Years of study and research have brought scholar Keona J. Wynne (Cohort 2020), who goes by the nickname “KJ,” to the precipice of her PhD, which she’ll receive in May. But her professional career has been shaped most profoundly by a mentoring relationship that started just a few months back.

In January, KJ, who is studying population health sciences at Harvard University, applied for and received a Health Policy Research Scholars Biostatistical Consulting Award. The award provides scholars with dedicated consulting time for biostatistics support from the Johns Hopkins Biostatistics Center (JHBC), housed at the Bloomberg School of Public Health where the HPRS National Program Center resides.

KJ had been working on a paper on how the likelihood of being abused is affected by growing up in a previously redlined neighborhood or living in a neighborhood currently marked as low opportunity for social mobility. She was diving deep into complex statistics involving national data on abuse, both child abuse and intimate partner violence. For KJ, a trauma survivor in her own life and across generations—she grew up in Huntsville, Texas, on land procured through sharecropping—the work is personal.

It’s also collective. KJ believes the values and conditions that enable people to thrive and be healthy rest within communities. So when she started on the statistical modeling needed to find those community threads, she applied for the award, knowing she could use the support on something complex that she was doing for the first time.

“There are going to be mistakes I’m going to make in the coding,” KJ recalled thinking, “so how can I work with someone who will help me know where those mistakes are … and formulate a plan as opposed to getting stuck and crying?”

Enter Carol Thompson, an associate scientist at JHBC since 2007 and the consultant assigned to work with KJ. Carol helped KJ polish a crucial paper, build her research confidence, and launch into a career in statistics she hadn’t considered before. Together, Carol and KJ scoped out the project, reviewed KJ’s research proposal, and had candid conversations about what was feasible. KJ says Carol never dissuaded her from doing a certain type of analysis but was always candid about what it would entail and kept her on track to graduate on time.

This was no small feat. Before they could begin working together, KJ, who uses the R statistical computing language program, had to learn another program called Stata—and learn it within three months—since that’s what Carol knows and uses. KJ also had to coordinate working with a restricted data set that only she was allowed to access. “She was dogged in finding out what she needed, how to get it, and how to do it,” Carol says.

At the start of their relationship, KJ says voices of former instructors who made her feel that she wasn’t good enough filled her mind. “I think the thing I actually felt the most stuck on was feeling not confident that I was a good enough statistician or good enough with the statistical techniques,” she explains.

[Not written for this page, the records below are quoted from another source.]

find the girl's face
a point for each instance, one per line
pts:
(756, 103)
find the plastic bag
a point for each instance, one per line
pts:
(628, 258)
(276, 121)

Carol soon morphed from consultant to mentor. She helped KJ learn how to revise research questions, develop a statistical analysis plan, make sure the analysis plan matched her research questions, and manage and code her data. “There is always a balance of how you coach somebody,” Carol says. “You can show them part of the way and see if they can take it upon themselves to figure out the next steps and/or fill in the missing gaps. She was good about the latter.”

KJ’s doubt began to dissipate. “I just realized that having questions isn’t a sign of incompetence; it’s a sign of being thorough,” she says.

KJ says Carol also taught her about research leadership and how she can invest in the care of colleagues to create an environment where they feel comfortable voicing their feelings, concerns, and boundaries.

As a result, KJ’s confidence has swiveled 180 degrees—so much so that she recently applied for a job predominantly focused on statistical analysis. It was a job she says she would never have applied for if she hadn’t worked with Carol.

“I was nervous to tell her because I thought she would tell me I was out of my depth,” KJ says, “but she actually got very excited. She said, ‘You should do it, and you’re going to be great.’”

“It has been incredible working with her,” KJ continues. “She is really invested in me— personally and professionally—around something I was very insecure about, and I really appreciate it. Not only can I do it, but I also like it, and I’m good at it.”